Stage: Query Execution Time Prediction in Amazon Redshift

Query performance (e.g., execution time) prediction is a critical component of modern DBMSes. As a pioneering cloud data warehouse, Amazon Redshift relies on an accurate execution time prediction for many downstream tasks, ranging from high-level optimizations, such as automatically creating materialized views, to low-level tasks on the critical path of query execution, such as admission, scheduling, and execution resource control. Unfortunately, many existing execution time prediction techniques, including those used in Redshift, suffer from cold start issues, inaccurate estimation, and are not robust against workload/data changes. In this paper, we propose a novel hierarchical execution time predictor: the Stage predictor. The Stage predictor is designed to leverage the unique characteristics and challenges faced by Redshift. The Stage predictor consists of three model states: an execution time cache, a lightweight local model optimized for a specific DB instance with uncertainty measurement, and a complex global model that is transferable across all instances in Redshift. We design a systematic approach to use these models that best leverages optimality (cache), instance-optimization (local model), and transferable knowledge about Redshift (global model).
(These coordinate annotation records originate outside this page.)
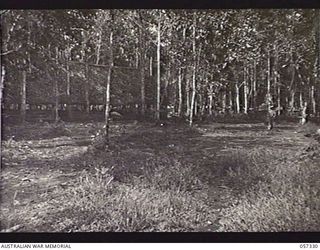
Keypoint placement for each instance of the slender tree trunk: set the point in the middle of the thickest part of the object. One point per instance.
(180, 92)
(188, 97)
(279, 99)
(98, 48)
(237, 98)
(224, 101)
(301, 103)
(269, 74)
(69, 111)
(194, 69)
(277, 80)
(158, 68)
(230, 101)
(245, 88)
(23, 96)
(210, 96)
(313, 100)
(292, 99)
(109, 74)
(292, 85)
(254, 82)
(56, 101)
(150, 66)
(87, 96)
(142, 63)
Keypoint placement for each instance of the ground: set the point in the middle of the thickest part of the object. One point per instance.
(168, 178)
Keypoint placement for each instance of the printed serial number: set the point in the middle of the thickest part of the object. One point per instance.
(308, 245)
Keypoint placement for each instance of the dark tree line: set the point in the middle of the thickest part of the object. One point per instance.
(190, 63)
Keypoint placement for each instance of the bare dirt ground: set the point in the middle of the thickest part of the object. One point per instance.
(37, 165)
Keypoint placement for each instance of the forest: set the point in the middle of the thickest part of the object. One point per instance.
(160, 120)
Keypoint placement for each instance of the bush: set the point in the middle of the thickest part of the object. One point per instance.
(289, 201)
(98, 203)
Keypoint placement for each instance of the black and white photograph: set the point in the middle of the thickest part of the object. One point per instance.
(160, 120)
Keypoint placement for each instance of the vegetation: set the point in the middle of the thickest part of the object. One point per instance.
(210, 178)
(153, 120)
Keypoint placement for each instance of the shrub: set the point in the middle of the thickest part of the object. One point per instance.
(101, 204)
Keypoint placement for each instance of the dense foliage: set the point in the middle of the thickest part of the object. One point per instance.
(210, 60)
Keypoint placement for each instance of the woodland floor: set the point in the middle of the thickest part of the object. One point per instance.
(39, 166)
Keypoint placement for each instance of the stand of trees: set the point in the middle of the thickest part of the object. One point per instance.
(189, 63)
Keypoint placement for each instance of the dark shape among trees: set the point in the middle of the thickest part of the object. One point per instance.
(161, 63)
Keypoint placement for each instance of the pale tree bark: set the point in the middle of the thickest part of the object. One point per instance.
(210, 96)
(107, 94)
(230, 101)
(237, 98)
(23, 96)
(276, 80)
(98, 47)
(67, 56)
(292, 85)
(224, 100)
(158, 68)
(142, 63)
(245, 88)
(269, 74)
(187, 97)
(313, 100)
(254, 82)
(150, 66)
(301, 102)
(56, 91)
(180, 92)
(56, 101)
(194, 69)
(86, 88)
(268, 95)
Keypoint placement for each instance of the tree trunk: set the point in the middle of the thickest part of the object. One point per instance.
(245, 88)
(98, 48)
(301, 103)
(254, 82)
(224, 101)
(230, 101)
(210, 96)
(158, 68)
(56, 101)
(187, 97)
(292, 85)
(150, 66)
(109, 74)
(23, 96)
(313, 100)
(292, 97)
(238, 98)
(269, 74)
(194, 69)
(69, 111)
(279, 100)
(142, 63)
(180, 92)
(86, 86)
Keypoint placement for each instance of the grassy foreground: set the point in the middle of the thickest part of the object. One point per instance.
(211, 178)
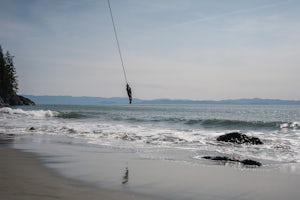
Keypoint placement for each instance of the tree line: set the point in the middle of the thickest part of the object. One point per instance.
(8, 75)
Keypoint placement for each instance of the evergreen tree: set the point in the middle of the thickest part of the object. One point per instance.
(8, 77)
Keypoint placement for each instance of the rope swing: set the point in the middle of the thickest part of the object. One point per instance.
(128, 89)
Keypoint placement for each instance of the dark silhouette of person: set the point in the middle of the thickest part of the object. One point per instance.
(128, 89)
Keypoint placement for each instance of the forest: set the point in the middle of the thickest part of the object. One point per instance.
(9, 82)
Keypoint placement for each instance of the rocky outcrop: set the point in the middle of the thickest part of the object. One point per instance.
(239, 138)
(15, 100)
(226, 159)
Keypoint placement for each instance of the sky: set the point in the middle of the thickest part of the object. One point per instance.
(177, 49)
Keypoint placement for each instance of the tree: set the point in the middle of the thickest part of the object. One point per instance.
(8, 76)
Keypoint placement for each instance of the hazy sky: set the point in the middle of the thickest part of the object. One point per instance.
(187, 49)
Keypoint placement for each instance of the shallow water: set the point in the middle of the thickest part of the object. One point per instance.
(157, 131)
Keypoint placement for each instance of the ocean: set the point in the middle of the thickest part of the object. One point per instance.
(157, 131)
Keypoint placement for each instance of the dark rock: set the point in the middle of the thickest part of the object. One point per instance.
(250, 162)
(219, 158)
(239, 138)
(14, 100)
(228, 159)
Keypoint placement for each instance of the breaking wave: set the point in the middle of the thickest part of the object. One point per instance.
(33, 113)
(40, 113)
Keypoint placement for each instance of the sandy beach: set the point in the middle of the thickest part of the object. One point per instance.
(23, 177)
(116, 152)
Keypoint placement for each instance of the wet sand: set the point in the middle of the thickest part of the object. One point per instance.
(87, 172)
(23, 177)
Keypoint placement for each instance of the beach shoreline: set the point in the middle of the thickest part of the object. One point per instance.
(30, 173)
(23, 176)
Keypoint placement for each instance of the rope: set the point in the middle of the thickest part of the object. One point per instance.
(117, 40)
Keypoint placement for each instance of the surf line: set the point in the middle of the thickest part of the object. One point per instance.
(128, 88)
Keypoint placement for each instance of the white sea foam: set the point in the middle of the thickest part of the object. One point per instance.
(34, 113)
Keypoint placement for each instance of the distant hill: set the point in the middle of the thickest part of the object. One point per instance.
(120, 100)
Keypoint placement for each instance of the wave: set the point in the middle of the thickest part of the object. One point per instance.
(40, 113)
(213, 123)
(34, 113)
(70, 115)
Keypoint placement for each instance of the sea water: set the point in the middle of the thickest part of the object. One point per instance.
(148, 128)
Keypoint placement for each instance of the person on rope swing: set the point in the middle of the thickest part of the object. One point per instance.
(129, 93)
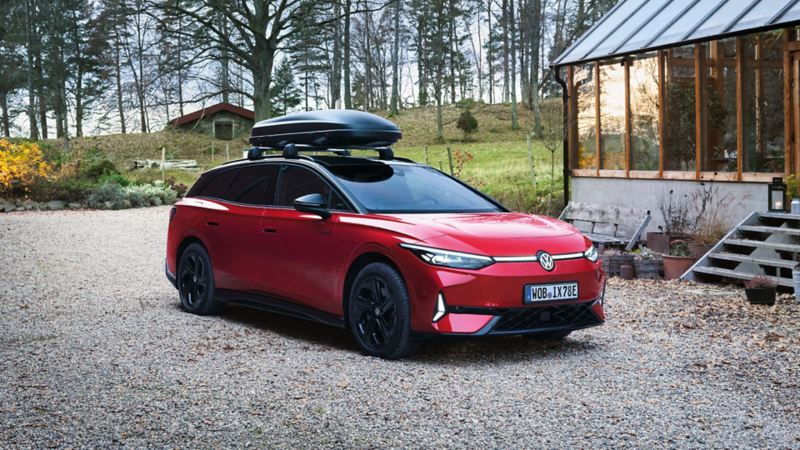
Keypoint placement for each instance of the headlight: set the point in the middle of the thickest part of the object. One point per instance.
(591, 254)
(447, 258)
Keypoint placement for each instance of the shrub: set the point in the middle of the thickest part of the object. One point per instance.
(158, 193)
(467, 123)
(98, 168)
(105, 193)
(21, 165)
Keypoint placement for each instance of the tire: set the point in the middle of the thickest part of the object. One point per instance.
(196, 282)
(551, 336)
(379, 313)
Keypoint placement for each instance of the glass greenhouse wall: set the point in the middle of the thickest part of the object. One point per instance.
(705, 110)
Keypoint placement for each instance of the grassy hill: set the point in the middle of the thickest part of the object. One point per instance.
(494, 160)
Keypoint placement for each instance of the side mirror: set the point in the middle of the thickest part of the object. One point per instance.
(312, 203)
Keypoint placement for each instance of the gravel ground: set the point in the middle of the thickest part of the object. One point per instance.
(94, 351)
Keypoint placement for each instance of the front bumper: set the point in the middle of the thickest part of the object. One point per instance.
(529, 320)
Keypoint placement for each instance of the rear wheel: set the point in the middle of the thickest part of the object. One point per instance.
(196, 282)
(379, 313)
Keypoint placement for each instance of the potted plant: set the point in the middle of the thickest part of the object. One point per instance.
(648, 264)
(678, 261)
(613, 260)
(793, 188)
(760, 290)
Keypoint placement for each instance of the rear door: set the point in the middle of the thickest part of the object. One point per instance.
(234, 234)
(307, 259)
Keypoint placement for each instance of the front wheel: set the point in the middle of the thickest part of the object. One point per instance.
(196, 282)
(379, 313)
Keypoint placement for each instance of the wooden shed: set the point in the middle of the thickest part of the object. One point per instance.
(222, 121)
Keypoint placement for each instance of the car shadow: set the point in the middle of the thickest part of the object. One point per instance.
(290, 327)
(500, 349)
(435, 351)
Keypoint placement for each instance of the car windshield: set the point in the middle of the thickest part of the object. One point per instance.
(398, 188)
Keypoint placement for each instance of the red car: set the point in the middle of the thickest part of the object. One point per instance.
(391, 249)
Experimentally, we show that the Stage predictor makes more accurate and robust predictions while maintaining a practical inference latency and memory overhead. Overall, the Stage predictor can improve the average query execution latency by $20\%$ on these instances compared to the prior query performance predictor in Redshift.

翻译：查询性能（如执行时间）预测是现代数据库管理系统（DBMS）的关键组成部分。作为领先的云数据仓库，Amazon Redshift 依赖准确的执行时间预测来完成下游任务，范围从高级优化（如自动创建物化视图）到查询执行关键路径上的低级任务（如准入、调度和执行资源控制）。遗憾的是，许多现有的执行时间预测技术（包括 Redshift 中使用的技术）存在冷启动问题、估计不准确，且对工作负载/数据变化的鲁棒性不足。在本文中，我们提出了一种新颖的分层执行时间预测器：Stage 预测器。Stage 预测器旨在利用 Redshift 面临的独特特征和挑战。它由三种模型状态组成：执行时间缓存、针对特定数据库实例优化且带有不确定性测量的轻量级局部模型，以及可在 Redshift 所有实例间迁移的复杂全局模型。我们设计了一种系统方法，以最佳方式利用这些模型，充分发挥最优性（缓存）、实例优化（局部模型）和可迁移的 Redshift 知识（全局模型）。实验表明，与 Redshift 中先前的查询性能预测器相比，Stage 预测器在保持实用推理延迟和内存开销的同时，能做出更准确、更鲁棒的预测。总体而言，Stage 预测器可使这些实例上的平均查询执行延迟降低 $20\%$。